Bu coğrafyada yaşadığımız bin yıllık ortak yaşamın hatırası
nedeniyle en azından Kurban Bayramı'nda terörün, şiddetin
duracağını düşündüm. Ama ne mümkün, ne Şırnak'ta terör saldırıları,
ne de siyaset ve medyada nefret yaklaşımları durdu... Silahlar
susmadığı gibi, ağzını açanlar da öfkeyle konuştu.
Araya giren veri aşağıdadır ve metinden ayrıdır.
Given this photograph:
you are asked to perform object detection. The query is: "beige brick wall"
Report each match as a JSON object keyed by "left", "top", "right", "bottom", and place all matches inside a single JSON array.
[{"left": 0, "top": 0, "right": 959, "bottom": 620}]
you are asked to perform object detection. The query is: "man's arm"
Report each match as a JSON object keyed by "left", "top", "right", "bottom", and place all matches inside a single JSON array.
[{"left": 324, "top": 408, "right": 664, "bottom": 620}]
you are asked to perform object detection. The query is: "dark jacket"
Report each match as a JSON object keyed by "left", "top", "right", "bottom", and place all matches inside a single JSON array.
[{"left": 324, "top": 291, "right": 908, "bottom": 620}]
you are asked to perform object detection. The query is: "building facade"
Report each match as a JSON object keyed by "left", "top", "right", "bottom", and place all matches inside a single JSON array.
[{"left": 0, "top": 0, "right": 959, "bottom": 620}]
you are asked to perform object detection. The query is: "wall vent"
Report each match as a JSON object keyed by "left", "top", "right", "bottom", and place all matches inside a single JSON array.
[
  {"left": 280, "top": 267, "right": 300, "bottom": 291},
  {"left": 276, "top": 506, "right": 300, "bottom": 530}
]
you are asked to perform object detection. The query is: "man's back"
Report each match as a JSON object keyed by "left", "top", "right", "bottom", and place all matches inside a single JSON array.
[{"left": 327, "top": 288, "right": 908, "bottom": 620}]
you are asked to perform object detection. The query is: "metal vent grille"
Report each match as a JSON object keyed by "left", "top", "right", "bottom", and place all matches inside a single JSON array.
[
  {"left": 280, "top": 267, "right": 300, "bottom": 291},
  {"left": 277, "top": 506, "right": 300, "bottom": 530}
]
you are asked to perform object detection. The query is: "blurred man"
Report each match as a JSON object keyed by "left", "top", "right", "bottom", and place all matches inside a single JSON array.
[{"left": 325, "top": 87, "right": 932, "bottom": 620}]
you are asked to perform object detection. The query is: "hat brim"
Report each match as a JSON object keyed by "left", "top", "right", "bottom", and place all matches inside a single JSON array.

En makul sayılan köşe yazarları bile bayramın hoş görüsünden söz
edip, satır aralarında eleştiri adına "düşmanlık" yapmaktan geri
durmadı. Önce nefret ürettiler sonra da suçu kendi dışındakilere
atarak o zeminden şikâyet ettiler.
Aslında bu noktaya nasıl gelindiğini hepimiz iyi biliyoruz. İki
yıldır, sandıktan elde edemedikleri başarıyı sokakları
hareketlendirerek veya darbe girişimleriyle elde etmeye çalışanlar,
önce "diktatörlük" üzerinden nefreti, sonra da devreye PKK-HDP
hattını sokarak çatışmayı körüklediler.
Bunun ipucunu "Güney'deki ülkeyi" seven Paralelci
işadamı Süleyman Müftügil, Ekim 2013'te vermişti: "Çözüm
süreci bitecek çatışma yeniden başlayacak." Dediği gibi de oldu,
KCK 10 Temmuz 2015'teki "Devrimci halk savaşı" çağrısıyla terörü
başlatarak bölgeyi kan gölüne çevirdi.